Data

The video game dataset is originally from kaggle.com and contains data on video games with sales greater than 100,000 copies. There are 16,598 rows in the dataset, which each correspond to a video game. Each video game is ranked based on overall sales (in millions), and sales data is specifically available for North America, Europe and Japan. All other sales are grouped in an “other” category, and there is additionally a column with global sales for each video game. Other columns in the dataset detail a video game’s name, platform of release, year of release, genre, and publisher. Platforms of release include platforms such as the Wii, PS4, or PC; there are 31 unique platforms in the dataset. The year of release is unavailable for 271 video games in the dataset; for the other video games, the year of release ranges from 1980 to 2020. There are 12 unique genres (including a miscellaneous category) and 579 unique publishers in the dataset, with the most common publisher being Electronic Arts.

Research Questions

Through our research, we hope to analyse the key factors in what makes a video game successful and how this success varies throughout the world.
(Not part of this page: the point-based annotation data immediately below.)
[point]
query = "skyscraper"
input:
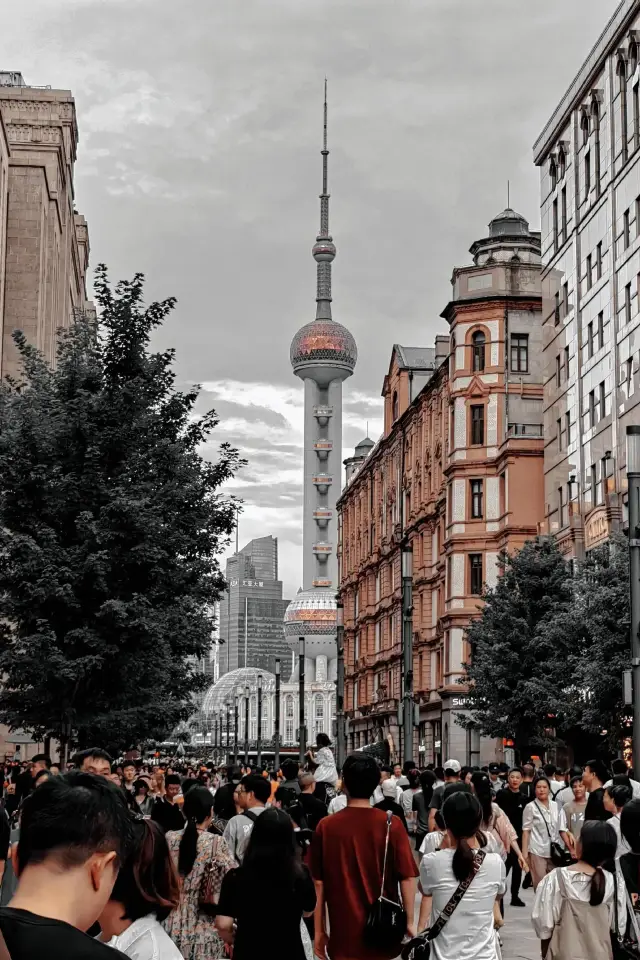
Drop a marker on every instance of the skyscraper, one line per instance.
(323, 355)
(251, 609)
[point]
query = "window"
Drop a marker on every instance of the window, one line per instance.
(478, 349)
(475, 574)
(624, 128)
(477, 425)
(626, 230)
(587, 175)
(520, 352)
(477, 498)
(562, 510)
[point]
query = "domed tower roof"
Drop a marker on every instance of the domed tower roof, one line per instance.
(509, 223)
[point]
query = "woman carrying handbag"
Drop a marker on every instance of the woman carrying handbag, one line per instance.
(464, 881)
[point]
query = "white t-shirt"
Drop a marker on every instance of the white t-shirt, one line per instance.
(469, 933)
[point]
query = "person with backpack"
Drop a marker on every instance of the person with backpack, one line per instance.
(253, 793)
(574, 910)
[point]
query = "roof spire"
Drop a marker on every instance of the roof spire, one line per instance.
(324, 250)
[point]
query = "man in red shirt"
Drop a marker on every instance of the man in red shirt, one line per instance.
(346, 858)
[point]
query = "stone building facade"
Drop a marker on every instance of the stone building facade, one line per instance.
(44, 243)
(589, 160)
(458, 476)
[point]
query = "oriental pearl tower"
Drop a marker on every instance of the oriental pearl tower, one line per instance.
(323, 355)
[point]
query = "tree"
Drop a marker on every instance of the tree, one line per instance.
(111, 523)
(520, 648)
(602, 607)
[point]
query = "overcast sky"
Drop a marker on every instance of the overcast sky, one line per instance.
(200, 129)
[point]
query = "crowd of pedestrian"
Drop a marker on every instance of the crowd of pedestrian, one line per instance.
(179, 860)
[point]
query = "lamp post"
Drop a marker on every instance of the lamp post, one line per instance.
(259, 736)
(407, 649)
(340, 731)
(276, 720)
(633, 478)
(246, 726)
(302, 731)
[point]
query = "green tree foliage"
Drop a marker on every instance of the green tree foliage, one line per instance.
(602, 610)
(110, 525)
(520, 648)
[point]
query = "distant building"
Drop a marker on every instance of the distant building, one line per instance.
(252, 609)
(589, 160)
(457, 478)
(44, 242)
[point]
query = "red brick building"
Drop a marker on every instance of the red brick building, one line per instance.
(457, 475)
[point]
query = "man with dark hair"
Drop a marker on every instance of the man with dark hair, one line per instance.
(26, 781)
(346, 861)
(75, 831)
(594, 778)
(224, 806)
(253, 792)
(94, 760)
(165, 810)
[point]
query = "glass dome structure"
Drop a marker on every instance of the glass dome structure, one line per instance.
(224, 691)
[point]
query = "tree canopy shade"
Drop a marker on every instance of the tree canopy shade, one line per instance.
(111, 523)
(521, 647)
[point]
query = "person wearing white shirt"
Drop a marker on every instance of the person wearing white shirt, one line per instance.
(575, 907)
(540, 822)
(469, 933)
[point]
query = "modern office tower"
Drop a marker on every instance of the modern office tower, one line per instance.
(251, 610)
(323, 355)
(589, 160)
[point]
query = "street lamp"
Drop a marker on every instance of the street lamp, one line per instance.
(259, 737)
(633, 478)
(246, 726)
(276, 721)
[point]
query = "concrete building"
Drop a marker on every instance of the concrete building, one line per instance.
(589, 160)
(458, 477)
(251, 610)
(44, 243)
(323, 355)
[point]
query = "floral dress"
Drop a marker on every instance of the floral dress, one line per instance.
(192, 930)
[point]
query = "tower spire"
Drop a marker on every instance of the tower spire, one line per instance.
(324, 250)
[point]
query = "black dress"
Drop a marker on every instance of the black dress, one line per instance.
(269, 917)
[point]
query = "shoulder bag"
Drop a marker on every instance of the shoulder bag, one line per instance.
(220, 862)
(420, 947)
(559, 856)
(623, 947)
(386, 921)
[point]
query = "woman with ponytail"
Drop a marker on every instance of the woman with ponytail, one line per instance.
(574, 908)
(469, 933)
(145, 892)
(196, 852)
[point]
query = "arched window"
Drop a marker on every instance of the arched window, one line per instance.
(621, 70)
(562, 163)
(584, 126)
(478, 342)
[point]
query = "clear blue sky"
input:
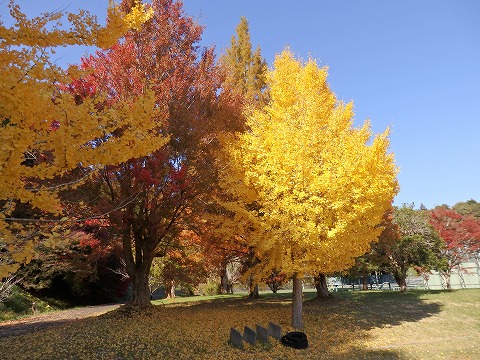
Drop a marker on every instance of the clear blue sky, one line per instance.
(412, 65)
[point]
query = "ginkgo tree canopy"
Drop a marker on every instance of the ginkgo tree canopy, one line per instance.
(321, 185)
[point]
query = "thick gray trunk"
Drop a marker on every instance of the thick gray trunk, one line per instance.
(141, 290)
(224, 280)
(321, 286)
(170, 289)
(297, 321)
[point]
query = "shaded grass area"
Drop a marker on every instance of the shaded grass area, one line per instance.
(353, 325)
(19, 305)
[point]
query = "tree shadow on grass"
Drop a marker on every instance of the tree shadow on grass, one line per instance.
(338, 327)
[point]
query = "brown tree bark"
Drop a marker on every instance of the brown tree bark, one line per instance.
(170, 289)
(364, 280)
(297, 305)
(224, 288)
(401, 279)
(141, 290)
(321, 286)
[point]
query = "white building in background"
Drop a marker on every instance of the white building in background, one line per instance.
(466, 276)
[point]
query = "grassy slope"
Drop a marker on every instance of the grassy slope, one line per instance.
(354, 325)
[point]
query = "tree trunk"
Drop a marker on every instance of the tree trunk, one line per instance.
(138, 269)
(141, 290)
(224, 280)
(364, 280)
(297, 321)
(170, 289)
(401, 278)
(253, 294)
(321, 286)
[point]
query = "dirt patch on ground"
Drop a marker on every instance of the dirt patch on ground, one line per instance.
(44, 321)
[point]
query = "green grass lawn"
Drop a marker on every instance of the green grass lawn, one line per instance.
(353, 325)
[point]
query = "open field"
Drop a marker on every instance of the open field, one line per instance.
(354, 325)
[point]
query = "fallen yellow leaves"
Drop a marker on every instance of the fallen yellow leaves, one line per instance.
(356, 325)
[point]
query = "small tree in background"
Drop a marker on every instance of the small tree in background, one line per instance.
(409, 241)
(461, 235)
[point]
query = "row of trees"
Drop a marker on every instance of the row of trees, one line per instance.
(153, 151)
(439, 239)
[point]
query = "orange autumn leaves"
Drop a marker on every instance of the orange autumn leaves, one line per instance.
(45, 133)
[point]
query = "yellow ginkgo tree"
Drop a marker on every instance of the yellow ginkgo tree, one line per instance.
(315, 186)
(52, 123)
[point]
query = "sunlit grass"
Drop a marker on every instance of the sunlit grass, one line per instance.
(353, 325)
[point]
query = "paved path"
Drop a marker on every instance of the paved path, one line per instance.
(44, 321)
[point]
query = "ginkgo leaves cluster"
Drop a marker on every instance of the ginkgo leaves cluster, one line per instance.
(47, 130)
(322, 185)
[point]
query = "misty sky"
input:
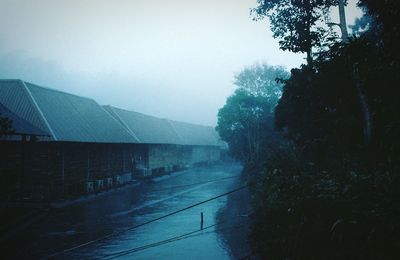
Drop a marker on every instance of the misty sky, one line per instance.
(174, 59)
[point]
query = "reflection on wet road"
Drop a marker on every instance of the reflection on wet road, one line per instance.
(148, 221)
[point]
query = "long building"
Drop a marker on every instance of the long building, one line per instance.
(73, 146)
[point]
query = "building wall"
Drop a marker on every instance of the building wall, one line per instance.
(166, 158)
(47, 170)
(204, 154)
(42, 171)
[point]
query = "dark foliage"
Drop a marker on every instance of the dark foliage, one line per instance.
(331, 191)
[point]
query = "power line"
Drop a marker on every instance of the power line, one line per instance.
(195, 233)
(142, 224)
(196, 183)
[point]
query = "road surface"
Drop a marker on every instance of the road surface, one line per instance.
(159, 219)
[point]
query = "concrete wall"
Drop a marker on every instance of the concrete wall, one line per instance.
(166, 158)
(204, 154)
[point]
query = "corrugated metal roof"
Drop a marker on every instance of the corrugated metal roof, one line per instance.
(14, 95)
(192, 134)
(65, 116)
(19, 125)
(147, 129)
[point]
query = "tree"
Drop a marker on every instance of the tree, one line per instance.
(295, 22)
(247, 117)
(5, 126)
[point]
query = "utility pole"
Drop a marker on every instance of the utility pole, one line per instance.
(343, 24)
(201, 221)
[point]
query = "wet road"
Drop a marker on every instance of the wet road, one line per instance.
(146, 221)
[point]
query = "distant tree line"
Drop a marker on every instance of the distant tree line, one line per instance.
(325, 177)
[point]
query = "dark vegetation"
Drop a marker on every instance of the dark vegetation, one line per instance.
(323, 161)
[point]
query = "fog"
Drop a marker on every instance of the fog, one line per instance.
(174, 59)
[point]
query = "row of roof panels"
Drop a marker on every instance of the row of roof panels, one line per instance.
(67, 117)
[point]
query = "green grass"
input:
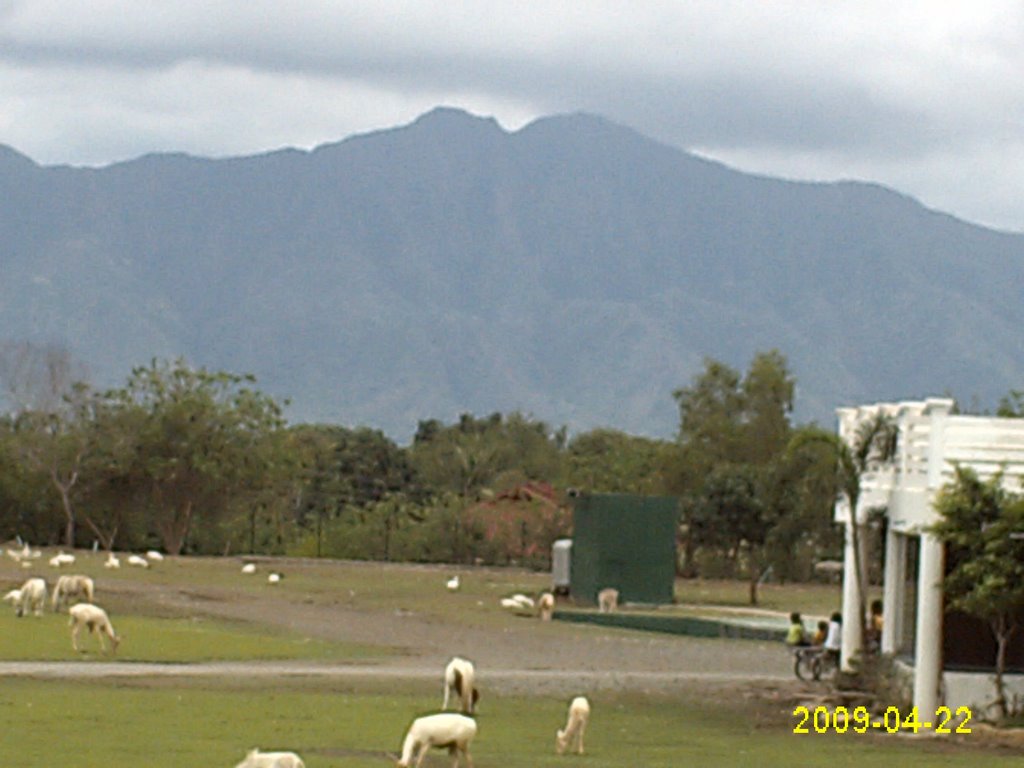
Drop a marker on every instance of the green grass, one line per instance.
(165, 640)
(175, 723)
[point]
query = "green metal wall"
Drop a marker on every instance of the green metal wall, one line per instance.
(626, 542)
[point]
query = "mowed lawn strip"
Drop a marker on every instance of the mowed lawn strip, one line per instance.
(98, 724)
(166, 640)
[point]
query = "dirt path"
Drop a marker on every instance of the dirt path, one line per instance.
(525, 654)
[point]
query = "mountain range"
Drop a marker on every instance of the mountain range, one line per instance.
(573, 269)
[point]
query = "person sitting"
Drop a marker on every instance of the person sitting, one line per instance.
(820, 634)
(875, 624)
(796, 636)
(834, 638)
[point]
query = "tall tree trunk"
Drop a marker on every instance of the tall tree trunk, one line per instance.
(1003, 629)
(65, 491)
(175, 528)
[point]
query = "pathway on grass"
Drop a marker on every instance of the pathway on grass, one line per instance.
(508, 680)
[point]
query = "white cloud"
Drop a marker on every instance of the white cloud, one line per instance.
(916, 94)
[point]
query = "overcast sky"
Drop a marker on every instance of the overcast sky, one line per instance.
(926, 97)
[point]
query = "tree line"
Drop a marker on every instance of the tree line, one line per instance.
(196, 461)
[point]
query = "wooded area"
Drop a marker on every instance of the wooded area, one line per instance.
(195, 461)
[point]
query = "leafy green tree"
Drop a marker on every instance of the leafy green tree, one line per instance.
(731, 426)
(803, 492)
(53, 444)
(347, 469)
(475, 458)
(205, 443)
(873, 445)
(607, 461)
(730, 515)
(982, 525)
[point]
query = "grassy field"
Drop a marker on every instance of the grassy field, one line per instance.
(165, 640)
(169, 722)
(175, 723)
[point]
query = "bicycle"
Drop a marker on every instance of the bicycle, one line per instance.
(813, 663)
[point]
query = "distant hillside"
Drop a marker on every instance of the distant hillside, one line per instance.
(572, 269)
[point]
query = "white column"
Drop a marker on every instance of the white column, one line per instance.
(851, 598)
(894, 591)
(928, 643)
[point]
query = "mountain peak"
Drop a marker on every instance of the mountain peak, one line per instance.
(10, 158)
(454, 118)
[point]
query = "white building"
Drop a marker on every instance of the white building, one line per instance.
(932, 441)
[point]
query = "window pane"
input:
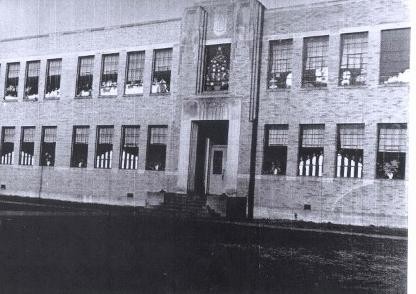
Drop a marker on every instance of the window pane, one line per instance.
(32, 80)
(109, 75)
(395, 56)
(12, 80)
(217, 67)
(315, 59)
(280, 75)
(353, 68)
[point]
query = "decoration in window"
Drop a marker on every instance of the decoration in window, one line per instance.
(311, 150)
(135, 68)
(27, 146)
(156, 150)
(395, 56)
(85, 76)
(315, 62)
(79, 154)
(109, 74)
(12, 80)
(32, 80)
(53, 79)
(353, 69)
(161, 71)
(349, 157)
(7, 145)
(280, 64)
(391, 153)
(217, 67)
(48, 146)
(275, 150)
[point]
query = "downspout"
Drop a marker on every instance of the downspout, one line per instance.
(254, 101)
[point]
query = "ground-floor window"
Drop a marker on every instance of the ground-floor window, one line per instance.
(7, 145)
(391, 153)
(349, 157)
(275, 150)
(311, 150)
(129, 156)
(79, 154)
(27, 146)
(48, 146)
(104, 147)
(156, 148)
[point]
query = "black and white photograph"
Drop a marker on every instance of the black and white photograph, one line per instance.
(207, 146)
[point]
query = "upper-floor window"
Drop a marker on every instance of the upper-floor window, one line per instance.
(48, 146)
(85, 76)
(156, 148)
(134, 76)
(79, 155)
(53, 78)
(27, 146)
(161, 76)
(109, 74)
(217, 67)
(315, 62)
(280, 64)
(129, 156)
(391, 153)
(275, 149)
(311, 150)
(353, 68)
(349, 157)
(12, 80)
(104, 147)
(7, 145)
(32, 80)
(395, 56)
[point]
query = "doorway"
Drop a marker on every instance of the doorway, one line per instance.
(208, 157)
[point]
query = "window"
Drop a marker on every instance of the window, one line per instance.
(134, 78)
(391, 153)
(109, 74)
(53, 78)
(275, 150)
(349, 157)
(217, 67)
(27, 146)
(395, 56)
(32, 80)
(12, 80)
(311, 150)
(156, 149)
(104, 149)
(48, 146)
(315, 62)
(7, 145)
(129, 156)
(353, 68)
(85, 76)
(79, 154)
(280, 64)
(161, 71)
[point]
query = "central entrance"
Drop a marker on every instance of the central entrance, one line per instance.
(208, 157)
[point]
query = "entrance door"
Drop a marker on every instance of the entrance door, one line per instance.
(218, 158)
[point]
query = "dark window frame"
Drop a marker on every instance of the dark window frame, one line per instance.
(163, 159)
(275, 155)
(274, 82)
(26, 85)
(8, 81)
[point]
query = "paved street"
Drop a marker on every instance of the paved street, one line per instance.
(100, 252)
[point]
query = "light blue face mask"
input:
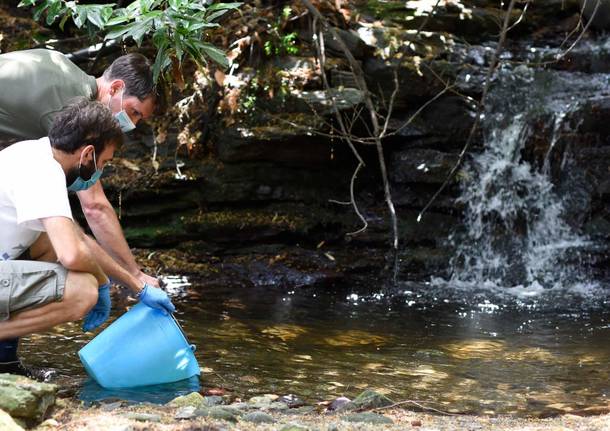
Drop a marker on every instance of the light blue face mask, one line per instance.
(122, 117)
(80, 184)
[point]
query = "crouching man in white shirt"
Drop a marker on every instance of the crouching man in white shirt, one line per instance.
(50, 272)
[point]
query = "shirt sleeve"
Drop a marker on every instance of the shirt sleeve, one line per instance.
(41, 193)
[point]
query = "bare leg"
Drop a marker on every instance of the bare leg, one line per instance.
(80, 295)
(42, 250)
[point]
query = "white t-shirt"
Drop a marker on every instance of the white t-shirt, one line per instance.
(32, 187)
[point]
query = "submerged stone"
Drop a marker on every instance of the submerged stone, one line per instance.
(194, 399)
(263, 400)
(295, 427)
(369, 418)
(259, 418)
(224, 413)
(369, 399)
(142, 417)
(186, 412)
(213, 400)
(25, 399)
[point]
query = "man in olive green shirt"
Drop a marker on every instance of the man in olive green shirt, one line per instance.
(38, 83)
(35, 85)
To complete our analysis, we will address the following questions:

  • How do specific game attributes such as name, genre, and publisher affect rankings of video games?

  • Which genres are more financially successful in North America? Are these genres consistently successful in diferent regions?

  • How do sales of video games differ across regions? How have sales been across time?

Titles

Here we analyze our first research question and study if the success of a video game is related to the words used in the title of the video game. In the graph below, we look at words used in the titles of the 1000 best selling video games.

Wordcloud of video game names in the top 1000 ranked video games

Wordcloud of video game names in the top 1000 ranked video games

The graph above is important because it shows the most common words used in the names of the highest selling videogames. We can see that games with “adventure”, “war”, “super”, etc. are common in many of the highest selling video games. In some cases, this is indicative of a popular series of video games like “Mario” being common because of all the Super Mario video games. Overall, this graph gives a lot of insight into what kinds of games are the most popular.

Our project deals with analyzing what factors make video games successful, and one of the factors that could play a role in video game success is the title of a video game. We analyze video game titles with a sentiment analysis to see if popular video games have more positive or negative words in their title. We create two word clouds below, one looking at the types of positive words in popular video game titles and the other looking at the types of negative words in video game titles.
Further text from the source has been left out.